The Breusch–Pagan Lagrange Multiplier Test (LM Test) is used to test for heteroskedasticity in a linear regression model. The null hypothesis assumes homoskedasticity and in the alternate hypothesis heteroskedasticity is assumed.

First, we test for Random Effects against OLS. From the test we see that since the p-value is near 0, we reject the null hypothesis. The individual specific effects (unobserved heterogeneity) of each stock are significant and therefore we should not use the Pooled OLS model.

Code
plmtest(stocks_m3_pooled, effect = "individual")

    Lagrange Multiplier Test - (Honda)

data:  close ~ macd + m5 + m20
normal = 2918.2, p-value < 2.2e-16
alternative hypothesis: significant effects

We test the Fixed Effects model against OLS Model, we again see that we reject the null for the alternative hypothesis as the test suggest more support for the Fixed Effect model

Code
pFtest(stocks_m3_within, stocks_m3_pooled)

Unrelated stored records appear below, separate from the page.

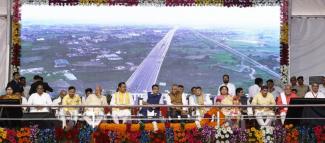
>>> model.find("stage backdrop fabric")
[290,17,325,83]
[291,0,325,15]
[0,0,9,94]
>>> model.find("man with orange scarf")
[110,82,133,124]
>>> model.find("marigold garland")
[79,0,108,5]
[195,0,224,6]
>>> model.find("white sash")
[280,92,288,110]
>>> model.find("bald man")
[305,83,325,98]
[276,85,298,124]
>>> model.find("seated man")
[0,85,23,128]
[252,86,275,126]
[84,85,108,127]
[52,90,67,115]
[61,86,81,127]
[169,84,188,118]
[305,83,325,98]
[189,87,212,118]
[28,84,52,112]
[110,82,133,124]
[140,84,164,118]
[276,85,298,124]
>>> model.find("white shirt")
[28,92,52,112]
[53,96,62,105]
[24,85,30,99]
[189,95,212,105]
[168,93,189,110]
[248,84,261,97]
[305,91,325,98]
[143,93,164,104]
[21,96,28,111]
[218,83,236,96]
[271,86,282,99]
[316,84,325,94]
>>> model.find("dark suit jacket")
[29,81,53,95]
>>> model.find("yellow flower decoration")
[0,128,7,139]
[12,22,20,45]
[195,0,224,6]
[280,23,289,44]
[79,0,108,5]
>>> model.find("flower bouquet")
[174,123,187,143]
[230,128,248,143]
[17,128,31,143]
[261,126,274,143]
[314,125,325,143]
[185,128,202,143]
[284,124,299,143]
[149,130,166,143]
[248,127,263,143]
[215,122,233,143]
[0,128,7,142]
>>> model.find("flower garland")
[10,0,21,72]
[166,127,174,143]
[230,128,248,143]
[273,124,287,143]
[0,128,7,142]
[248,127,263,143]
[201,126,216,143]
[0,123,325,143]
[30,125,40,143]
[314,126,325,143]
[78,124,93,143]
[37,129,56,143]
[17,128,31,143]
[215,122,233,143]
[284,124,299,143]
[185,128,203,143]
[51,127,82,142]
[280,0,289,84]
[149,131,166,143]
[79,0,108,5]
[6,129,17,143]
[174,123,187,143]
[10,0,289,83]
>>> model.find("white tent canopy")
[0,0,325,93]
[289,0,325,16]
[289,0,325,82]
[0,0,10,94]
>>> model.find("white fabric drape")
[0,0,9,95]
[290,17,325,82]
[291,0,325,15]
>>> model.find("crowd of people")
[0,72,325,127]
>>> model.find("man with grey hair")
[276,84,298,124]
[305,83,325,98]
[319,76,325,94]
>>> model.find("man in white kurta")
[28,85,52,112]
[218,74,236,96]
[248,78,263,98]
[252,86,275,126]
[189,87,212,118]
[110,82,133,124]
[266,79,282,99]
[305,83,325,98]
[84,86,108,127]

    F test for individual effects

data:  close ~ macd + m5 + m20 + rsi + vol5
F = 4005, df1 = 30, df2 = 28473, p-value < 2.2e-16
alternative hypothesis: significant effects

Based on the results from the previous tests, the pooled OLS model can be excluded because it ignores both cross-sectional differences and time-series variation in the data. The next step involves comparing the fixed effects and random effects models using the Hausman test, which evaluates whether the estimators are consistent.

The Hausman test is based on the assumption that if there is no correlation between the independent variables and the individual-specific effects, both fixed effects and random effects models are consistent, although the random effects model is more efficient. However, if such a correlation exists, the random effects estimator becomes inconsistent, while the fixed effects estimator remains valid.

In this case, the null hypothesis is rejected, indicating that the assumption of no correlation does not hold. Therefore, the random effects model is not appropriate, and the fixed effects model is selected as the preferred specification for the panel data analysis.

Code
phtest(stocks_m3_random, stocks_m3_within)

    Hausman Test

data:  close ~ macd + m5 + m20 + rsi + vol5
chisq = 1.078, df = 5, p-value = 0.956
alternative hypothesis: one model is inconsistent

Discussion and Conclusion

In this paper, we implemented models using logistic regression, panel regression, and auto-regressive models using ARIMA.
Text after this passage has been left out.